Symptoms of AS can manifest as early as during adolescence, and current treatments consists of immune suppression along with pain management and reduction of the inflammation. Whilst these treatments are highly effective at reducing joint pain, as yet there is no treatment which has been show to stop the progressive joint fusion, or induce remission in AS.
Genetics play a crucial role in AS, with the first marker gene for the disease, HLA-B27, discovered as early as the 1970s. However, since only approximately 5% of people with the HLA-B27 gene develop AS, other genetic factors also had to be involved.
“So far we have only looked at common genetic variants which make up <1% of the genetic variation between individuals.  Over the next five years, using new DNA sequencing technology, we will be able to look at the rest of the genetic variants,” Professor Brown commented.
“This should yield another rich harvest of discoveries about the root causes of this condition.” 
In 2006, researchers from Australia, the UK, Canada and the US formed The Australo-Anglo-American Spondyloarthritis Consortium (or Triple ‘A’ Spondyloarthritis Consortium - TASC) to investigate various aspects of AS. The Australian arm of TASC, led by Professor Matt Brown, concentrated on the genetics of AS.
The group used a revolutionary technique called Genome Wide Association Scanning (GWAS) to detect differences in the genetic makeup of AS patients and healthy subjects.
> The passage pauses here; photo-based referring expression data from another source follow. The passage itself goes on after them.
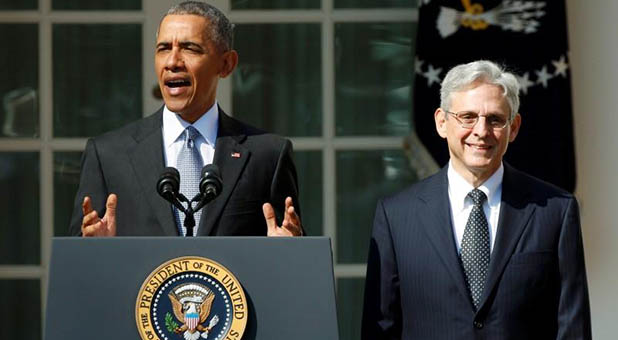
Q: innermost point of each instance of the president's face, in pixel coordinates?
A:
(476, 153)
(188, 65)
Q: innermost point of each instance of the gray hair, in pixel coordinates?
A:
(463, 76)
(221, 31)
Over the following years, TASC researchers identified more than 40 genetic variants associated with the disease, explaining about a quarter of the risk of developing the condition.
While these discoveries led to a better understanding of AS and have already contributed to new therapeutic approaches, they still do not reveal the entire picture of AS. Building on the results obtained to date, TASC researchers will now use a different set of techniques to identify even more AS associated genes, but also to deepen their knowledge of previously identified associations.
In this follow-up project, financed by a US$4M grant from the National Institute of Arthritis and Musculoskeletal and Skin Diseases (an institute of the US National Institutes of Health), Professor Matt Brown and his team of researchers at UQDI will again concentrate on the deeper genetics of AS.  
 “We are delighted through this funding to be able to continue to work with our close North American and British collaborators in working to solve the causes of this common, under-researched disease,” says Professor Brown.
By identifying more genes that are involved in AS and determining how they cause the condition, Professor Brown’s team hope to determine the root causes of AS, and thereby develop new therapies or preventative treatments.